Weiterhin umfasst das Bayerische Kompetenzzentrum für Gesundheitsschutz im Klimawandel die Projekte im Themenbereich Klimawandel und Gesundheit am LGL. Ein Projekt, das Susanne Senninger aufführte, war KlapP (Klimaanpassung in der Pflege). Im Rahmen des Projekts wurden bereits verschiedene Informationsmaterialien und Online-Schulungen sowohl für Pflegefachkräfte als auch für pflegende Angehörige erstellt. Zudem wurde im Rahmen des Vortrags auf das Elektronische Polleninformationsnetzwerk (ePIN) des LGL hingewiesen. Das Messnetz zur Erfassung des Pollenflugs in Bayern unterstützt durch kostenlose und aktuelle Pollenflugdaten (verfügbar auf der ePIN-Webseite oder -App) Allergikerinnen und Allergiker dabei, ihr Verhalten im Alltag und ihre Medikamenteneinnahme besser planen und anpassen zu können.

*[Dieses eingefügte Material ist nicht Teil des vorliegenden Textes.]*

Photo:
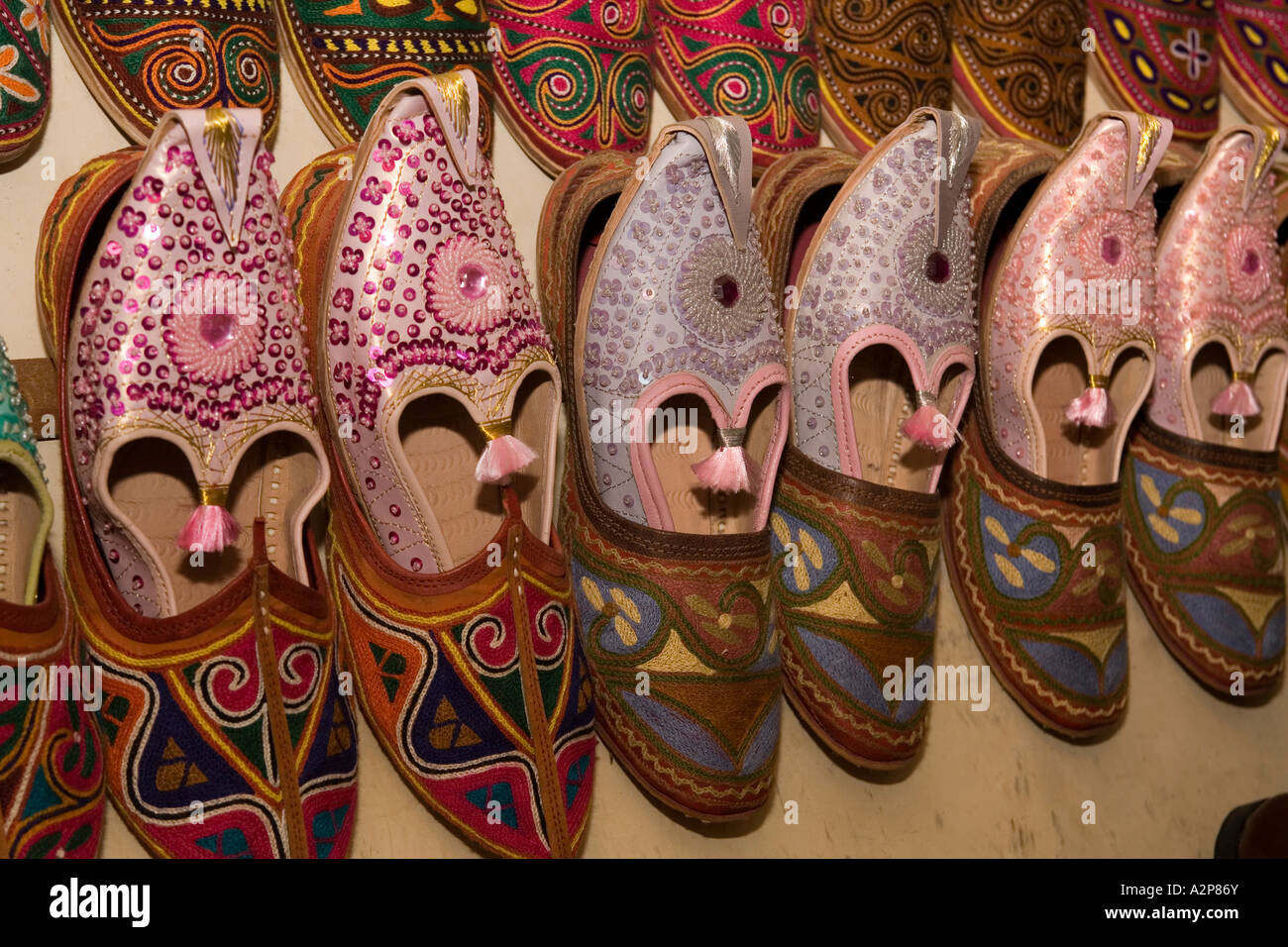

Auch wenn es wichtig ist, sich an die jeweiligen gesundheitlichen Auswirkungen des Klimawandels anzupassen, so waren sich alle Teilnehmerinnen und Teilnehmer in der anschließenden Diskussion einig, dass das wesentliche Ziel ist, etwas gegen den Klimawandel zu tun und damit das Problem an der Wurzel anzugehen. Hier sind viele Akteure und Entscheidungsträger gefragt und gefordert, aber jeder sollte auch schon mal bei sich selbst anfangen und eigene Verhaltensweisen überdenken.
Weitere Veranstaltungen der Reihe Klimawandel und Gesundheit 2023
Gemeinsam mit dem Bildungszentrum am Kloster Roggenburg lädt die Gesundheitsregionplus im März zu weiteren Veranstaltungen in der Reihe „Klimawandel und Gesundheit“ ein. „Damit wollen wir auf dieses wichtige Thema aufmerksam machen und den Fokus auf eine wesentliche Folge des Klimawandels lenken, die uns alle betrifft und nicht egal sein darf: Unser aller Gesundheit“, sagt Marc Löchner.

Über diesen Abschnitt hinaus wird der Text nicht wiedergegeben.